Au Bhoutan, le PNB a été détrôné par le BNB, le bonheur national brut. Pour permettre à cette philosophie de pénétrer peu à peu toute la société bhoutanaise, le gouvernement a lancé en 2010 une réforme baptisée "Éduquer au bonheur national brut", enracinée dans la culture bouddhiste du pays. Entretien avec l’initiateur de cette réforme, Thakur S. Powdyel, ministre de l’Éducation entre 2008 et 2012, aujourd’hui président du Royal Thimphu College, qui appelle de ses vœux une nouvelle éthique de l’éducation.
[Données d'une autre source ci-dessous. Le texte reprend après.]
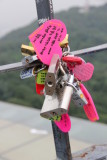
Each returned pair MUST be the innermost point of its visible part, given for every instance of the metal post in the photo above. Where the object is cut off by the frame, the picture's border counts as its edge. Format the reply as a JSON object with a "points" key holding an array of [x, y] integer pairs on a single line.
{"points": [[62, 144]]}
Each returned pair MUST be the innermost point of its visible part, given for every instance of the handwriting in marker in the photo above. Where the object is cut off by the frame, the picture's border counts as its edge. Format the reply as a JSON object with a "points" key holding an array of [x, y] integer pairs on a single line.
{"points": [[46, 39]]}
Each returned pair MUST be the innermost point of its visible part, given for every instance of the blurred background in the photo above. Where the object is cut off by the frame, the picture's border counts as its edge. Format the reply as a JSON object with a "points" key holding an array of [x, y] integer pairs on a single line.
{"points": [[86, 22]]}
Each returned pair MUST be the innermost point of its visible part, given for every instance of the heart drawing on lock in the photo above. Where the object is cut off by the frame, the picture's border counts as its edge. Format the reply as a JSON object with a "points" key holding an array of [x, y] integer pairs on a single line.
{"points": [[64, 124], [84, 71], [46, 39]]}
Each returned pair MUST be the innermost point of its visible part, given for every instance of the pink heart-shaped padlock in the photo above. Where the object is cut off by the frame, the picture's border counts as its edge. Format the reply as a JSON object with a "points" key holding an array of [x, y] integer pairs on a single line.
{"points": [[46, 39], [64, 124], [83, 71]]}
Quelle est la philosophie de l’éducation au Bhoutan, ses grands idéaux ?

Au Bhoutan, l’éducation est conçue comme un moyen au service d’une fin : nous voulons bâtir une nation en paix avec elle-même et en paix avec le monde. Si l’on n’est pas en paix avec soi-même, il est impossible d’être en paix avec le monde. Il s’agit de créer une société éduquée et éclairée reposant sur la philosophie du bonheur national brut, qui plonge ses racines dans la philosophie bouddhiste.

Quelle serait votre définition du bonheur national brut ?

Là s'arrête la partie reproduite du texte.